Hay personas que parecen destinadas a ocuparse siempre de los problemas de los demás, ya sean amigos, parientes, hijos o pareja. Los vemos luchando por salir corriendo al rescate de los necesitados en servicio, renunciando a sus compromisos e intereses, como si sintieran que no podían escapar…. Inevitablemente, se descuidan a sí mismos, dejando de lado gradualmente las intenciones y los proyectos. En verdad, tal actitud oculta el miedo a contar con el propio ser interior y los propios deseos, mientras que al mismo tiempo permite que uno continúe acunando los propios miedos . A menudo, aquellos que se sienten inadecuados, hasta el punto de no comprometerse a la realización de un sueño o a invertir en sí mismos, se encontrarán dirigiendo su atención a las necesidades de los demás con el objetivo inconsciente de no tener que medirse con la posibilidad de un fracaso que consideran inevitable.
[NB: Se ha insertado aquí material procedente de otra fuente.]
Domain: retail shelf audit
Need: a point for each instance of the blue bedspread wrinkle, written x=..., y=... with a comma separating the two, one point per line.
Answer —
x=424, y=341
Cuando conozcas a un llorón, ¡corre!

Siempre tienen una razón para quejarse o una tragedia con la que lidiar; por alguna broma del destino nacen desafortunados y se encuentran tocando un bega tras otro; por si acaso en esas circunstancias siempre vienes a su mente; y tú tan confiado, dedicado, comprensivo, te encuentras a ti mismo consolándolos….. No se trata de un caso sino de una colusión real, que entre dos perfiles complementarios que, en un juego mutuo de articulaciones, propongo cada vez el mismo guión. Sin embargo quien a primera vista parece ser la víctima de la pareja así formada no es más que su verdugo, el que superando al otro de peticiones inapropiadas dificulta el crecimiento sin nunca ser pagado. Son vampiros emocionales capaces sólo de consumir tu energía. Para evitar jugar cada vez el papel del crucifijo -más frecuente para las mujeres que para los hombres- aprende a negarte a ti mismo, confiando en la necesidad de cuidarte a ti mismo primero. Te dirán que te has vuelto egoísta, que ya no eres el mismo de antes, que no te dejas confundir, que muestras firmeza y que sigues tu propio camino. En poco tiempo, tu figura dejará de ser tan atractiva y los vampiros emocionales buscarán otras fuentes de atención.

Si te “vendes” como bueno, el mundo se aprovecha de ello

Por supuesto, para aquellos que sufren del síndrome de la croceroxina, cambiar su actitud negando su ayuda puede resultar difícil. Hay varias razones, incluyendo la culpabilidad que los ataca inmediatamente tan pronto como son acusados de no estar disponibles. No sólo eso, asumir una actitud de rendición y conciliación ofrece una ventaja secundaria de primer orden: la de ser reconocido fuera como una figura buena y admirable. Esta es una máscara difícil de poner a un lado, especialmente si consideramos que tales individuos, constantemente preocupados por obtener la aprobación de otros, harían cualquier cosa para evitar encontrarse con su propia sombra, es decir, con la parte negativa de sí mismos. Por eso sugerimos que redescubran lo antes posible su lado agresivo, aprendiendo también a redimensionar y redecorar las falsas tragedias que afligen a los que se quejan, señalándoles que estos son episodios y condiciones más comunes y que los problemas, los reales, son otros. Pueden sentir una repentina sensación de liberación, corriendo el riesgo de enseñar algo incluso a sus verdugos. Entonces comenzarán a nutrir su autoestima de una manera saludable, recuperando energías preciosas para volver a cuidar de sí mismos, y en primer lugar, de sí mismos.